Danielson was shaking his head the whole time. "Examination and interview materials are confidential."

"Dr. Danielson, how can fraud and misrepresentation be confidential? How does a criminal's real name and real background fall under the doctor-patient relationship when he never told it to you, you had to find it out for yourself? I know how thorough Johns Hopkins is. You've got cases like that, I'm sure of it. Surgical addicts apply every place surgery's performed. It's no reflection on the institution or the legitimate patients. You think nuts don't apply to the FBI? We get 'em all the time. A man in a Moe hairpiece applied in St. Louis last week. He had a bazooka, two rockets, and a bearskin shako in his golf bag."

"Did you hire him?"

"Help me, Dr. Danielson. Time's eating us up. While we're standing here, Buffalo Bill may be turning Catherine Martin into one of these." Crawford put a photograph on the gleaming counter.

"Don't even do that," Dr. Danielson said. "That's a childish, bullying thing to do. I was a battle surgeon, Mr. Crawford. Put your picture back in your pocket."

"Sure, a surgeon can stand to look at a mutilated body," Crawford said, crumpling his cup and stepping on the pedal of the covered wastebasket. "But I don't think a doctor can stand to see a life wasted." He dropped in his cup and the lid of the wastebasket came down with a satisfactory clang. "Here's my best offer: I won't ask you for patient information, only application information selected by you, with reference to these guidelines. You and your psychiatric review board can handle your rejected applications a lot faster than I can. If we find Buffalo Bill through your information, I'll suppress that fact. I'll find another way we could have done it and we'll walk through it that way, for the record."

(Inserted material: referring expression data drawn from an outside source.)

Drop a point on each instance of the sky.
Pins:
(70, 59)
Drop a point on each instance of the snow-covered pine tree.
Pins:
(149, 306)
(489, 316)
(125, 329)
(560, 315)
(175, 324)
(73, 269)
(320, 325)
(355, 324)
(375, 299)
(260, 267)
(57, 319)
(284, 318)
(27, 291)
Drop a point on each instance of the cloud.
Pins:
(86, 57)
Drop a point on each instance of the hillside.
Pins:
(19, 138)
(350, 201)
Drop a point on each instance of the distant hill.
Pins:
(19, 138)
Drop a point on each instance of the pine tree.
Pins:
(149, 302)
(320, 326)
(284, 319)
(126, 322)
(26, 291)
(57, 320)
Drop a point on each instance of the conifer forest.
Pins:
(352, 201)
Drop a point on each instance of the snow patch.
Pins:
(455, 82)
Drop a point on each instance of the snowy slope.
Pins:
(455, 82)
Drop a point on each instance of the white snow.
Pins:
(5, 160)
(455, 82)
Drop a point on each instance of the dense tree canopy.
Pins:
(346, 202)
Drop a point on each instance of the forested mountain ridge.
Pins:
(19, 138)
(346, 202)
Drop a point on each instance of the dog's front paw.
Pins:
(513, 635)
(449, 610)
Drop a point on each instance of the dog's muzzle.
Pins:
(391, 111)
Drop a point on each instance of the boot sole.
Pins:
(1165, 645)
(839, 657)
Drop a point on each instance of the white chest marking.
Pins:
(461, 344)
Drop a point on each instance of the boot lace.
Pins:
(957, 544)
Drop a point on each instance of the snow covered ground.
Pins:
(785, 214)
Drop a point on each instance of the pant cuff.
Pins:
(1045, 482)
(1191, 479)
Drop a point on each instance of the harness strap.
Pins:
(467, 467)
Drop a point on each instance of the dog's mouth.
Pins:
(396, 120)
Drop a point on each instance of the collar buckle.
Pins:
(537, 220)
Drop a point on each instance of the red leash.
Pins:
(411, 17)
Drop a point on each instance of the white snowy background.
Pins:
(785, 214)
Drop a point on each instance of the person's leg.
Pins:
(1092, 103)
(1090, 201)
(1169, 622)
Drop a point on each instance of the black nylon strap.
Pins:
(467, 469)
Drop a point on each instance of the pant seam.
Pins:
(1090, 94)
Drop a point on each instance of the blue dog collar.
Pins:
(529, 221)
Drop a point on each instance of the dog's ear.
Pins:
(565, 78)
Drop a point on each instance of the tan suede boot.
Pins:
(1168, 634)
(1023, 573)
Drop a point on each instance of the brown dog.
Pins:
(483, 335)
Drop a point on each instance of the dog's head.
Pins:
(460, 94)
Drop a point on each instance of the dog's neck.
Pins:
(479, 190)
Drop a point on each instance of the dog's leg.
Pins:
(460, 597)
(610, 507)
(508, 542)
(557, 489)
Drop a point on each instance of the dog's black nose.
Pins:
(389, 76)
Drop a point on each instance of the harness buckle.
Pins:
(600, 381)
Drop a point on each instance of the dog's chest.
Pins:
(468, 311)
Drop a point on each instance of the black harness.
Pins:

"Could Johns Hopkins be a protected witness, Mr. Crawford? Could we have a new identity? Move us to Bob Jones College, say? I doubt very much that the FBI or any other government agency can keep a secret very long."

"You'd be surprised."

"I doubt it. Trying to crawl out from under an inept bureaucratic lie would be more damaging than just telling the truth. Please don't ever protect us that way, thank you very much."

"Thank you, Dr. Danielson, for your humorous remarks. They're very helpful to me-- I'll show you how in a minute. You like the truth-- try this. He kidnaps young women and rips their skins off. He puts on these skins and capers around in them. We don't want him to do that anymore. If you don't help me as fast as you can, this is what I'll do to you: this morning the Justice Department will ask publicly for a court order, saying you've refused to help. We'll ask twice a day, in plenty of time for the A.M. and P.M. news cycles. Every news release from Justice about this case will say how we're coming along with Dr. Danielson at Johns Hopkins, trying to get him to pitch in. Every time there's news in the Buffalo Bill case-- when Catherine Martin floats, when the next one floats, and the next one floats-- we'll issue a news release right away about how we're doing with Dr. Danielson at Johns Hopkins, complete with your humorous comments about Bob Jones College.